Sheku recorded Elgar’s Cello Concerto at Abbey Road Studios (famously opened by Elgar himself in 1931) with the internationally-renowned London Symphony Orchestra and its celebrated Music Director, conductor Sir Simon Rattle.
Described by The Times as, “The world’s new favourite cellist”, and by TIME magazine as a “champion of classical music”, Sheku was inspired to learn the cello after hearing Elgar’s Cello Concerto when he was aged eight or nine. His family owned a CD of the legendary 1965 recording by Jacqueline du Pré which Sheku said “directly connected with [his] emotions”. Now aged 20, he has performed the piece many times with orchestras around the world – including a televised BBC Prom at London’s Royal Albert Hall in August, where he was praised for his “poised” (Telegraph) and “introspective” (Financial Times) performance.

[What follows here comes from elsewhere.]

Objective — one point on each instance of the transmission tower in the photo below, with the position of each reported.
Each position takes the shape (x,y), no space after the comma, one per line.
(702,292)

For his latest album Sheku uses Elgar’s iconic work as a lens through which to explore the wider musical landscape of pre-and post-war Europe. New arrangements of Elgar’s powerful and ubiquitously British ‘Nimrod’ from his Enigma Variations, and ‘Romance In D Minor’ are also featured on his new album. Sheku recorded many of the chamber works alongside his cello friends and colleagues, as well as his brother Braimah Kanneh-Mason who plays violin on Bloch’s ‘Prayer’.